Floorfiller: Cabaret Voltaire, 'Sensoria'


Born out of the proto-electronica scene of seventies Sheffield, Cabaret Voltaire were essentially a punk band who ditched the guitars and replaced them with rudimentary synthesisers creating a delightful variety of experimental electronic music, losing none of the aggression through the cold technology. Nowadays it’s easy to look back and hail the groups of this era as prescient visionaries shaping the techno landscape of the following decade but this is essentially industrial music, primeval and raw.

It wasn’t until micro-phonies in 1984 that they went all commercial on us and started turning all that punk energy into something to demolish your dancefloor, even getting some airtime on MTV in the process.
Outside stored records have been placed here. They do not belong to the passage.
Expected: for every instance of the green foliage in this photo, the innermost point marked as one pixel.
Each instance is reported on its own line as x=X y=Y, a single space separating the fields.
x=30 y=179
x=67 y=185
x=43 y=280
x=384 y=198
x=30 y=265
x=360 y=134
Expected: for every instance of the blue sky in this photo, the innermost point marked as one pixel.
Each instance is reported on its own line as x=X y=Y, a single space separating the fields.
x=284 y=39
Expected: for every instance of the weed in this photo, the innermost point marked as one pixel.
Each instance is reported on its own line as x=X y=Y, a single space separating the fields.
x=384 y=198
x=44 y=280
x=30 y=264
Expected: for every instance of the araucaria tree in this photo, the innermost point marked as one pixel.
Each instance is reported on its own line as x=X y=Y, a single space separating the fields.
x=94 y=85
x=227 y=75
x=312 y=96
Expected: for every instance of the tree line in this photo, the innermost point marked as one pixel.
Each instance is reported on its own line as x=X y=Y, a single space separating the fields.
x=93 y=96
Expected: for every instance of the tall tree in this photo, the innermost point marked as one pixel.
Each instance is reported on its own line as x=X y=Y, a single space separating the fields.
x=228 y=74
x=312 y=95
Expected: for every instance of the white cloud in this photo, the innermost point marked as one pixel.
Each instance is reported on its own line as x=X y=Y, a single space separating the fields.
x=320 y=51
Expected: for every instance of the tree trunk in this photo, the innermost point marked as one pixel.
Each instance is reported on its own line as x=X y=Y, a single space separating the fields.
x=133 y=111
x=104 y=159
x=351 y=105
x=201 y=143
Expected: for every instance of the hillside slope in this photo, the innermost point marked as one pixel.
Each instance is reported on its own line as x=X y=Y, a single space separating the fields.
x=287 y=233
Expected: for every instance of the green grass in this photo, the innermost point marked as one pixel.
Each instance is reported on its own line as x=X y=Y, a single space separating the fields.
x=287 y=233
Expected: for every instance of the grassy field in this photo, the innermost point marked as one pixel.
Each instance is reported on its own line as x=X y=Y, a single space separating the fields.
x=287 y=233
The original 'Sensoria' had meat put on its bones with a retooled 12-inch mix in 2001, something to really get excited by. It starts with a series of thudding beats, you know that familiar eighties ‘massive drum in a warehouse’ sound like the reverb’s been pushed into the stratosphere. The addition of a wickedly primitive bassline envelopes the sonic environment livening up proceedings nicely, the stuttering attack comes across as an experience not unlike being beaten repeatedly by a mallet. Acidic electronic licks, the catchy sample and upfront vocals build the track into a colossal exercise in rhythm.

Not so much something to rock the foundations as uproot them and steamroll anything foolish enough to cross the path.